Veronica salicifolia attracts a wide range of unspecialized and promiscuous insects. Beetles and flies, especially syrphids, collect mainly pollen, whereas bees visited the flowers for both pollen and nectar, and tachinid flies and Lepidoptera primarily collect nectar. Especially at low altitudes, small native solitary bees and flies are common visitors. More specific survey was made by Mark & Steve (2013), native butterflies of New Zealand have been feeding on nectar of Veronica spp. The New Zealand endemic moth Scoparia rotuella is known to pollinate this species. As shown in the laboratory test, its flowers significantly increased the fitness of female butterflies. The Australasian green shield bugs often sit their egg shells on a wide variety of native and naturalised trees and shrubs including Koromiko. Adults and juveniles of Australasian green shield bugs feed by inserting a stylet into the plant and then suck plant sap and berries. As for diseases, leaf spot and downy mildew may occur in poor condition.

==Taxonomy==
Veronica salicifolia is thought to be one of the first New Zealand hebe species to be described by the English during Captain Cook's second voyage in 1773, by botanist Georg Forster and his father Johann Reinhold Forster. Hebes found up North in the Waitākere Ranges were once mistaken for it due to their similar white and violet flowers, these are now distinguished as separate locally endemic Hebe.

==Cultivation==
Veronica salicifolia is a hardy plant but is not tolerant of shade and needs to be in grown in full sun and in a sheltered area with a well drained soil. It can, however, tolerate wet areas and can often be found on the edge of bush and wetlands.

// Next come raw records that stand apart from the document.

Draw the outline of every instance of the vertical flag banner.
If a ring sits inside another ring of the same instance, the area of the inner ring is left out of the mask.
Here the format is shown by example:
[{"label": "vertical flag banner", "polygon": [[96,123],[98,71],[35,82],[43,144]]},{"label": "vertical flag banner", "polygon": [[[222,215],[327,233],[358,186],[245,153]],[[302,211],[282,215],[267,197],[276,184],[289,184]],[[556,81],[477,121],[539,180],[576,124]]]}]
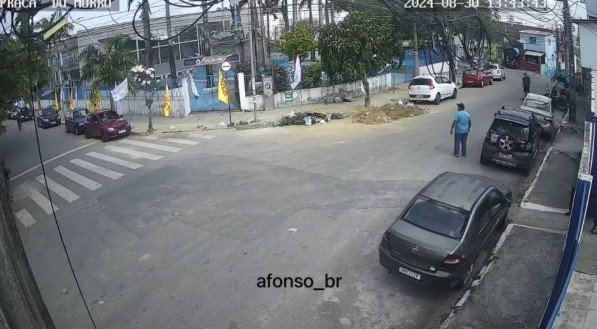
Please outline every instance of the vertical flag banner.
[{"label": "vertical flag banner", "polygon": [[228,104],[230,102],[230,95],[228,94],[228,84],[224,79],[224,72],[220,69],[220,77],[218,78],[218,100]]},{"label": "vertical flag banner", "polygon": [[102,96],[98,88],[93,88],[91,90],[91,95],[89,96],[89,111],[95,112],[102,109]]},{"label": "vertical flag banner", "polygon": [[170,116],[170,90],[168,89],[168,85],[166,84],[166,91],[164,92],[164,116]]},{"label": "vertical flag banner", "polygon": [[112,99],[115,102],[125,98],[129,94],[129,82],[127,79],[124,79],[118,86],[116,86],[112,91]]},{"label": "vertical flag banner", "polygon": [[69,93],[70,97],[68,98],[68,108],[71,110],[75,109],[75,99],[73,98],[73,91],[71,90]]},{"label": "vertical flag banner", "polygon": [[191,85],[191,90],[193,91],[193,96],[199,97],[199,91],[197,90],[197,85],[195,84],[195,80],[193,76],[189,73],[189,84]]},{"label": "vertical flag banner", "polygon": [[292,71],[292,83],[290,84],[290,86],[292,87],[292,89],[295,89],[301,83],[302,75],[301,59],[298,57],[298,55],[296,56],[296,60],[294,61],[294,68]]},{"label": "vertical flag banner", "polygon": [[60,111],[60,103],[58,103],[58,93],[56,93],[56,89],[54,89],[54,110]]}]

Once established, they have considerable drought tolerance and also have been found to be tolerant of freezing. In the test, 50% damage to leaves was reported at -0.6 C. Technically, H. salicifolia has closed vegetative buds, which could give protection from frost by covering the vulnerable apex, and only open when fully grown. However, Dallimore (1913) pointed that most Hebe is only specialized in habitats similar to New Zealand. Hebe may not be hardy except when grown in the southern and western countries of England, the west of Scotland, Ireland and various islands off the west coast of Britain.

==In Māori culture==
Before the English conquest, the Māori had been utilizing the plants medicinal properties for centuries. The leaves were chewed to help cure diarrhoea and applied to the skin to aid ulcers and wounds. Koromiko is the general name for the hebes in the Māori language and is shared over a range of New Zealand Hebe species such as the shore koromiko (Veronica elliptica) and varnished koromiko (Veronica vernicosa), for example.